Возможно, именно поэтому каждый раз, когда она чесала Хайме спинку, то спрашивала у него, делаю ли я также. Возможно, поэтому она давала ему добавки, не спрашивая меня даже взглядом, когда мы обедали все вместе. Возможно, поэтому спешила передарить ему рубашечки и штанишки, которые были размеров ее дочери, мотивируя это тем, что девочке они малы. Возможно, поэтому прятала порцию картофельной тортильи на всех праздниках, чтобы, как добрая волшебница из сказок, появиться с ней неожиданно рядом с моим сыном и угостить его. Возможно, поэтому она бежала, чтобы обнять Хайме, и подбрасывала его в воздух, и разрешала ему валяться на полу, и бегала с ним на лужайке каждый раз, когда я приходила в гости к маме и говорила, что не могу с ним справиться, что сыта детьми по горло. Возможно, все, что Рейна делала для нас с Хайме, было от чистого сердца, но тем не менее я решила послушаться голоса инстинкта, голоса Родриго, твердо шепчущего мне на ухо, что я должна забыть все, что было прежде, до Хайме.
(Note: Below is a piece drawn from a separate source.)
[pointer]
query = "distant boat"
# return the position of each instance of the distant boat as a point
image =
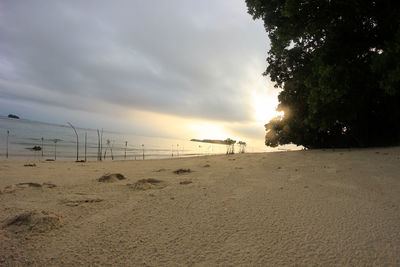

Теперь я выработала привычку просто так, без предлога, каждый час говорить Хайме, что его люблю: «Я люблю тебя, Хайме, я тебя люблю, Хайме». Такое повторение умаляло важность слов, но это было мне не важно. Мои поцелуи, сумасшедшие поцелуи, беспричинные теряли, конечно, ценность в его глазах, но мне было все равно, я продолжала говорить сыну все время: «Я тебя люблю, Хайме», чтобы он выучил это, чтобы впитал как воздух, которым дышал, навсегда. Теперь я делала для него все: как бы ни устала, находила время, чтобы почесать ему спинку, сделать картофельную тортилью, посидеть с ним на пестром ковре, чтобы мой сын знал, как я его люблю. Моя любовь была самым ценным, что у меня было, это было то лучшее, что можно ожидать от матери, которая когда-то говорила, что не может справиться с ним, что сыта детьми по горло.